Of most interest is the inflation data from Japan. Tokyo area inflation data:

  • National-level CPI data for this month will follow in about three weeks, it takes longer to gather and collate the national data.
  • Tokyo CPI is a sub-index of the national CPI
  • It measures the change in prices of goods and services in the Tokyo metropolitan area
  • Its considered a leading indicator of national CPI trends because Tokyo is the largest city in Japan and is a major economic hub
  • Historically, Tokyo CPI data has been just slightly higher than national Japan CPI data. The cost of living in Tokyo is a touch higher than in most other parts of Japan. Higher rents, for example

Japan’s inflation story has been unusually persistent by historic standards: consumer prices at the national level have remained above the Bank of Japan’s 2 % target for many months (well, years!), driven by wage growth, a weak yen and ongoing cost pass-through, even as headline inflation has cooled from peaks earlier in the cycle.
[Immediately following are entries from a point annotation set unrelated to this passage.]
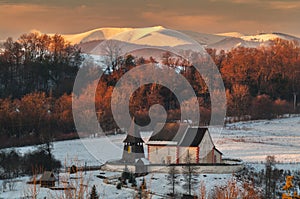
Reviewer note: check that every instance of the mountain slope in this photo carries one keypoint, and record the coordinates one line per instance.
(160, 36)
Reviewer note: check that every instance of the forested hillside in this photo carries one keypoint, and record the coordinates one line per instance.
(38, 71)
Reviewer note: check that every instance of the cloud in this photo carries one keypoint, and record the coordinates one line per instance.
(285, 5)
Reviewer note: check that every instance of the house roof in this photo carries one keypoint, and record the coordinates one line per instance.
(133, 135)
(193, 136)
(218, 151)
(169, 132)
(180, 134)
(47, 176)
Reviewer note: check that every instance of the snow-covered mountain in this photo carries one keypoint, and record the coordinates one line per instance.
(160, 36)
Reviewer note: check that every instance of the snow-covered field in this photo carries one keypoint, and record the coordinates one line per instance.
(250, 141)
The BoJ is on a cautious tightening path after ending decades of ultra-easy policy and raising its key rate to 0.75 % in December. Policymakers are assessing the full impact of that hike, mindful that inflation appears to be moderating but still running above target in key underlying measures, and have emphasised a data-dependent approach to future moves.

Today’s Tokyo CPI readings, including the headline, core and core-core gauges, will be closely watched for signs of continued stickiness in prices. Stronger-than-expected prints would reinforce expectations for further BoJ tightening later in 2026, while softer outcomes would support the central bank’s slow and cautious pacing.